Three bis(pyridyl–imine) ligands 1,2-bis(2-pyridyliminomethyl)benzene (L1), 1,3-bis(2-pyridyliminomethyl)benzene (L2) and 1,4-bis(2-pyridyliminomethyl)benzene (L3) were synthesised and complexed to silver(I) salts forming four novel complexes; 1,2-bis(2-pyridyliminomethyl)benzene-silver(I) hexafluoroantimonate(V) [Ag(L1)](SbF₆), bis(1,3-bis(2-pyridyliminomethyl)benzene-di-silver(I)) bis(hexafluoroantimonate(V)) [Ag₂-μ-(L2)₂](SbF₆)₂, catena-1,4-bis(2-pyridyliminomethyl)benzene-silver(I) hexafluoroantimonate(V) [Ag-μ-(L3)](SbF₆) and catena-1,4-bis(2-pyridyliminomethyl)benzene-silver(I) tetraphenylborate(III) [Ag-μ-(L3)](BPh₄). All four complexes were characterized by ¹H and ¹³C NMR, IR, mass spectrometry and UV/visible spectroscopy as well as X-ray crystallography. The ligands were designed to preorganise the atom donor sets to control the structures of the metal chelates. The pre-organised ligands control the supramolecular structure of the bis(pyridyl–imine) silver(I) chelates, which results in the formation of a monomeric structure for chelate [Ag(L1)](SbF₆), a dimeric structure for chelate [Ag₂-μ-(L2)₂](SbF₆)₂, and polymeric structures for chelates [Ag-μ-(L3)](SbF₆) and [Ag-μ-(L3)](BPh₄).
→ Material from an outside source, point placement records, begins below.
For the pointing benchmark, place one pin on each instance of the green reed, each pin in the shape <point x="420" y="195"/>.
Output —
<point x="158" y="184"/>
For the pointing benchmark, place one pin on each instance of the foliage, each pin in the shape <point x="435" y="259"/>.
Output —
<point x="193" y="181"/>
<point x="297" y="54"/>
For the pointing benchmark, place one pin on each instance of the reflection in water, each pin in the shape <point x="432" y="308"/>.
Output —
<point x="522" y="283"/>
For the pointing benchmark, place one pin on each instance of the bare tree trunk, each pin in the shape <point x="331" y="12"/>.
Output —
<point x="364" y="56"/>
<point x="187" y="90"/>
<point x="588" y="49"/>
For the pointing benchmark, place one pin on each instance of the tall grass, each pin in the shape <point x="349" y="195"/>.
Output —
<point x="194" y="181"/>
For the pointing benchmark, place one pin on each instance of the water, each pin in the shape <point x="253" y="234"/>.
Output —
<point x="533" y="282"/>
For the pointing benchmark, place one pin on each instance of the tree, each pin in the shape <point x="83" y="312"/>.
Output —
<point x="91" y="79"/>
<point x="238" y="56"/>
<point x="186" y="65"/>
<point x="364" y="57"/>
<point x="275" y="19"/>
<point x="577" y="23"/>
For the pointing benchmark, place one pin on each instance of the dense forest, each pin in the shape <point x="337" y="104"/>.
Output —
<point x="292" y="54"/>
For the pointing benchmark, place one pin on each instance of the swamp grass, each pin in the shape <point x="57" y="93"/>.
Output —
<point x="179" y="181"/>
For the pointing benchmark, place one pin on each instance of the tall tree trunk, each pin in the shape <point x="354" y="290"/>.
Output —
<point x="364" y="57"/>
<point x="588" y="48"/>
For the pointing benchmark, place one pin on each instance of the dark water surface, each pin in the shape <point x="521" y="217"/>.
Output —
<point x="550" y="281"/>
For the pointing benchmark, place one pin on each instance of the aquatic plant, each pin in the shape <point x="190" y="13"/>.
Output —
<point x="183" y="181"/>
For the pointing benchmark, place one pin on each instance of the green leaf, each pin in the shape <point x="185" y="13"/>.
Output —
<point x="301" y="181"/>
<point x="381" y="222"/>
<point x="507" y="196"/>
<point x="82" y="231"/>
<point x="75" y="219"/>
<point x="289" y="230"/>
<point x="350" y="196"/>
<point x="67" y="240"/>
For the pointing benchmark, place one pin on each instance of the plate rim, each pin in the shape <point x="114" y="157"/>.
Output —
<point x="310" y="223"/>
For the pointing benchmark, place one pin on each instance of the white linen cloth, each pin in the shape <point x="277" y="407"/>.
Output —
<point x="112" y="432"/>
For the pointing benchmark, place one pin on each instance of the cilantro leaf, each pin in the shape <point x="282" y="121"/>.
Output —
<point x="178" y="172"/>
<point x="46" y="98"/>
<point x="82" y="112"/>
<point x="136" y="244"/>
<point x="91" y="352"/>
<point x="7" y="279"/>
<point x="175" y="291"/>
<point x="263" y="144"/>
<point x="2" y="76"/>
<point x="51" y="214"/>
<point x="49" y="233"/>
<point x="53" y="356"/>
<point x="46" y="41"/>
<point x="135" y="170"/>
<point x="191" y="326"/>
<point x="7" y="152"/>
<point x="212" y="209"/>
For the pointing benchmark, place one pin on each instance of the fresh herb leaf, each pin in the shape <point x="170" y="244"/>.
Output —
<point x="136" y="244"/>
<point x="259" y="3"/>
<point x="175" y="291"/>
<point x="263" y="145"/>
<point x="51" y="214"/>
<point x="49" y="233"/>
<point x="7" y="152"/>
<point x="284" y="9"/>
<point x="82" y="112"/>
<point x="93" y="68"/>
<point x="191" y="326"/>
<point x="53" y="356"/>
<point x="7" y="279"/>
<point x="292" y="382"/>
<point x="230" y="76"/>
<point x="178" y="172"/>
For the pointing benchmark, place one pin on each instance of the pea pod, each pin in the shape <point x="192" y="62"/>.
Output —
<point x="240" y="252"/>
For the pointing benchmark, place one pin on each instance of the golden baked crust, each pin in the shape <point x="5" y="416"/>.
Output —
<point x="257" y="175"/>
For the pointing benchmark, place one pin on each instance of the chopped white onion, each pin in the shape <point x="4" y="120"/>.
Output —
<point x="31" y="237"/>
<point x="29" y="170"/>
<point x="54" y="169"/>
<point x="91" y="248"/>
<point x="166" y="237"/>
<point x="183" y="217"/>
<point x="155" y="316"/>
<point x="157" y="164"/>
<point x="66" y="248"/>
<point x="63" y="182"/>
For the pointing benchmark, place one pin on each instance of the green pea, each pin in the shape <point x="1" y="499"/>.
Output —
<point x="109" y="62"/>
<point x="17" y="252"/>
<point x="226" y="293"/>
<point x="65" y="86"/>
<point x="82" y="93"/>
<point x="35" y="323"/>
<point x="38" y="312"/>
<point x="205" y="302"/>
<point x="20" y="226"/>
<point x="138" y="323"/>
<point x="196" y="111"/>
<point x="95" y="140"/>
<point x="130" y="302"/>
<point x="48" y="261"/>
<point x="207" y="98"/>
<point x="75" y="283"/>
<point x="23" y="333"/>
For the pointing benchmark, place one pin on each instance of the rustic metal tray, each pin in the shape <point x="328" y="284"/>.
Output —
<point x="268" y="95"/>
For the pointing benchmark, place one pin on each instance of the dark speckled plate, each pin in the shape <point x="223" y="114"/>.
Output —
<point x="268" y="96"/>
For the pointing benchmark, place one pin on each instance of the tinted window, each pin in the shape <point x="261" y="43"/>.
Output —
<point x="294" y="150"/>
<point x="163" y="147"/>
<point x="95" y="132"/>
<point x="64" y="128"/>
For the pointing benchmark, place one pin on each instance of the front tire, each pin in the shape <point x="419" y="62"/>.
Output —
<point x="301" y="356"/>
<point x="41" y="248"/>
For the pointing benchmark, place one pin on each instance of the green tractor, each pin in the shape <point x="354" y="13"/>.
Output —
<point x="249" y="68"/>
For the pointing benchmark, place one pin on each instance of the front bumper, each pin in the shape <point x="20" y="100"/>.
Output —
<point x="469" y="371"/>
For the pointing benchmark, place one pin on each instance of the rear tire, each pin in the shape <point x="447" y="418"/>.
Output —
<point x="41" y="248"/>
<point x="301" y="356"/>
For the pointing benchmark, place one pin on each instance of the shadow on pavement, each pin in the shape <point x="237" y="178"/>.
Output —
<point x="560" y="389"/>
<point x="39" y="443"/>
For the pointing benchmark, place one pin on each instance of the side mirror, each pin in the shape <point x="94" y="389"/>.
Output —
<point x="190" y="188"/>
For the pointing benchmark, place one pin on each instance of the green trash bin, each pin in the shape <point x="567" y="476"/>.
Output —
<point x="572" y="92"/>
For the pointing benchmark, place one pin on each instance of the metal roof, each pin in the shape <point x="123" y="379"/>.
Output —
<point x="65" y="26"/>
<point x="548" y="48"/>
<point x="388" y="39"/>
The d¹⁰ electronic configuration of silver allows the metal ion to adopt both tetrahedral and square planar coordination geometries in the above compounds, assisting the formation of the various compounds. Additionally, the stabilising effects of the intermolecular interactions were studied using DFT methods.